Women aged 19 – 39 years:
- The incidence of endometrial cancer increases with age. However, the incidence of endometrial carcinoma is still very low in women between the ages of 19 years and 39 years. The risk of endometrial cancer in women aged 20–34 years is 1.6%. In women aged 35–44 years, the rate increases to 6.2%.

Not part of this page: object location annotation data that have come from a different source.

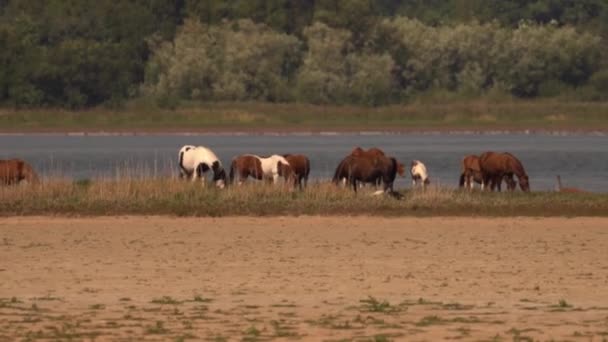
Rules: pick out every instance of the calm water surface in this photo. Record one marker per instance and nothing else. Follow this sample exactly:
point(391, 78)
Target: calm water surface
point(581, 160)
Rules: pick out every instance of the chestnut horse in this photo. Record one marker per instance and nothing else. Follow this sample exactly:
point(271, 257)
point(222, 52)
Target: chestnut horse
point(496, 166)
point(470, 171)
point(368, 170)
point(13, 171)
point(269, 168)
point(341, 172)
point(301, 168)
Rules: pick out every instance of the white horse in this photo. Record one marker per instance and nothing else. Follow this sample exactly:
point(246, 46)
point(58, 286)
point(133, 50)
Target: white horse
point(419, 173)
point(195, 161)
point(269, 168)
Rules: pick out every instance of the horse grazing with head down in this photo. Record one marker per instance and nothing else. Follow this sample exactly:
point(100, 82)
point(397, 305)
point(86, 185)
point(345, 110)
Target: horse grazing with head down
point(470, 172)
point(13, 171)
point(260, 168)
point(368, 170)
point(341, 173)
point(196, 161)
point(301, 168)
point(498, 166)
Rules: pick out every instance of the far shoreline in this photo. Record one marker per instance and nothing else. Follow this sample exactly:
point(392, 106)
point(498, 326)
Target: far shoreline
point(256, 131)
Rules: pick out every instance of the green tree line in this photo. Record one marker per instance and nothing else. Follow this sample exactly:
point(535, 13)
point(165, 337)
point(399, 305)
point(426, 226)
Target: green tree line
point(80, 53)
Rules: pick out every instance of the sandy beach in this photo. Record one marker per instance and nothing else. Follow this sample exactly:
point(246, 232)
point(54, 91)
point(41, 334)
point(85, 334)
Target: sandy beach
point(304, 278)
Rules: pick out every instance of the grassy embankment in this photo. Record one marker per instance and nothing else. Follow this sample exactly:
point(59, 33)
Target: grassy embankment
point(173, 197)
point(426, 115)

- Among women aged 40 years or younger, risk factors for endometrial cancer include nulliparity, hypertension, body mass index greater than 30, irregular menstruation, and family history.
- Although endometrial carcinoma is rare in women younger than 39 years, patients aged 19–39 years who do not respond to medical therapy or who have prolonged periods of unopposed estrogen stimulation are candidates for endometrial assessment. When endometrial biopsy is nondiagnostic, shows no evidence of hyperplasia or cancer, and the patients fail to respond to medical therapy, office hysteroscopy or saline infusion sonohysterography with further sampling may be appropriate.
Women aged 40 years to Menopause:
- Among women aged 40–50 years, the incidence of endometrial cancer ranges from 13.6 cases to 24 cases per 100,000 women-years and increases to 87.3 cases per 100,000 in women aged 70–74 years.
- Among women younger than 45 years, there is a lower rate of advanced-stage disease, a higher degree of tumor differentiation, and a better prognosis compared with patients older than 45 years. Therefore, all women older than 45 years who present with suspected anovulatory uterine bleeding should be evaluated with endometrial biopsy (after pregnancy has been excluded).